The real U.S. failure was of intelligence and policy imagination during the Clinton years. Despite the growing evidence, U.S. officials refused to believe that Islamist terrorism posed much of a threat to Americans. Mr. Trump could bone up on this by reading the 9/11 Commission Report. Start with Chapter 4: “Responses to Al Qaeda’s Initial Assaults.”

Mr. Bush is responsible for his response to the 9/11 attacks, and on that score he did make us safer. He broke down barriers that the Clinton Administration had built between law enforcement (FBI) and intelligence (CIA). His spooks developed eavesdropping programs to uncover plots before they became attacks. His Administration captured and interrogated 9/11 plotters to collect information that kept al Qaeda on defense.
Mr. Bush also called state sponsors of terrorism to account and took the fight to the jihadists in their havens overseas. Other than the glib, wisdom-in-hindsight line that invading Iraq was a mistake, is there some part of this antiterror strategy that Mr. Trump opposes?

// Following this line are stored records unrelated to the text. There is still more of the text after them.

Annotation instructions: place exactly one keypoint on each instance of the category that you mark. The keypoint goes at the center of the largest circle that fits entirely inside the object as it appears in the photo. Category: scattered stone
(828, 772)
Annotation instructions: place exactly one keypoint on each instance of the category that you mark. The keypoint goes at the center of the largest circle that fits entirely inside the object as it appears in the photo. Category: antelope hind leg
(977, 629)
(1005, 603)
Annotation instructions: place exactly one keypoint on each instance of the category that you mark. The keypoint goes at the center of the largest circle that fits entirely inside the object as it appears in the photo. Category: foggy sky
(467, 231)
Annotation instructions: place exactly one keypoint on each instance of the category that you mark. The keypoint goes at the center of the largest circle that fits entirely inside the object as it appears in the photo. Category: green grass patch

Mr. Obama has dismantled the CIA’s interrogation program and eroded some of the government’s intelligence collection capability, but he has retained most of what Mr. Bush assembled. If Mr. Trump thinks some or all of this is unnecessary, he ought to tell voters while he’s running to be Commander in Chief.
On that score, who knows what Mr. Trump believes on national security? He claims to be tough enough to stare down Vladimir Putin, but to what strategic end he won’t say. He wants to let everyone kill each other in Syria, which is also President Obama’s policy and has created a haven for Islamic State and a refugee deluge into Europe. The next President will inherit a world that is more unstable than at any time since the 1970s. He ought to know more about the threats than MSNBC clichés.